Reduce dalla epocale fatica della trilogia de Il Signore degli Anelli, Jackson ha subito sfruttato la possibilità di realizzare il film che sognava da anni, film che nelle sue oltre tre ore di durata racchiude molti dei topos narrativi e visivi del regista; i risultati sono purtroppo ambivalenti, non necessariamente per via della durata pur estremamente dilatata rispetto al King Kong originale, che esauriva la sua narrazione (essenziale ma ricchissima di significati e sottotesti, come raccontato in un'altra sezione di questo sito) in soli 100 minuti. Per quanto opinabile possa essere la scelta di Jackson di dilatare tanto a lungo la storia del film, va riconosciuto che i motivi del regista sono chiari. Nella prima parte (introduzione newyorchese e viaggio alla volta di Skull Island) la volontà del regista era chiaramente quella di caratterizzare approfonditamente contesto storico e personaggi. Nella seconda (l'avventura sull'isola e la cattura di Kong) si voleva esaltare la spettacolarità del film. Nella terza ed ultima (il ritorno a NY, la liberazione di Kong ed il suo abbattimento, la più breve nel complesso) si portano al parossismo i conflitti e la loro (impossibile) risoluzione.

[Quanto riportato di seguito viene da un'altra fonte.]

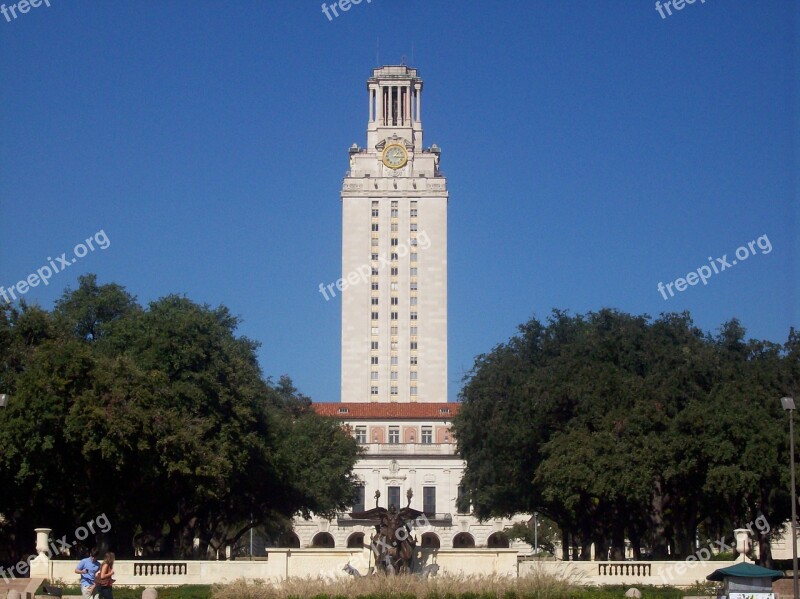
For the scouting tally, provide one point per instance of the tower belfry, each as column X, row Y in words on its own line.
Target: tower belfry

Come che sia, nell'analisi di un film come questo, non è la durata in sé a rappresentare un pregio o un difetto. Quel che conta è che da un punto di vista squisitamente cinematografico, spettacolare e ludico, il King Kong di Jackson sembra rispecchiare la dualità che racconta, quella della contrapposizione tra la Bella e la Bestia, con tutto quello che essa contiene e rappresenta. Da un lato il film è quindi razionale, elaborato, (fin troppo) tecnologicamente avanzato. Dall'altro è viscerale, emotivo, cinematograficamente ancestrale. A livello più superficiale e immediato, è bello e bestiale al tempo stesso, sia preso come prodotto cinematografico a sé stante, sia considerandolo in relazione con l'originale del '33.

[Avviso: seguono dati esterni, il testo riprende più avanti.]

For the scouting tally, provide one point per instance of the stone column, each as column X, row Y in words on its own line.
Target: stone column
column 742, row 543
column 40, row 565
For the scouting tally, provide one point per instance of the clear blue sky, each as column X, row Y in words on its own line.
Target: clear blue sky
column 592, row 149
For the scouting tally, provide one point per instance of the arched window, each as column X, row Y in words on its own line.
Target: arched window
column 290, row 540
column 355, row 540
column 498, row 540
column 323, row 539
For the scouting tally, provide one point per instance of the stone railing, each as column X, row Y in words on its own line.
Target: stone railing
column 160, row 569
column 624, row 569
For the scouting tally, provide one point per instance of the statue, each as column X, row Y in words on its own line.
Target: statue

Traspare con grande evidenza la volontà del regista di realizzare un film che potesse stupire e sbalordire dal punto di vista spettacolare: una volontà che sembra essersi trasformata in un'ansia, specie nella sezione del film ambientata a Skull Island, dove gli avvenimenti si succedono incessantemente, senza dare tregua allo spettatore, senza fine apparente. A questa sovrabbondanza visiva e di eventi - sicuramente quasi sempre efficace a livello d'impatto - manca troppo spesso un giusto ritmo narrativo e soprattutto ed il senso del pathos e dell'epica. Ma quando questi elementi tornano a contare, ecco che il film raggiunge le sue vette più altre, come nell'ottima parte conclusiva del film, con il nuovo, romantico incontro tra Kong e Ann e con un finale sulla vetta dell'Empire State Building lancinante per la carica di passione e di empatia che l'agonia della Bestia riesce a trasmettere allo spettatore.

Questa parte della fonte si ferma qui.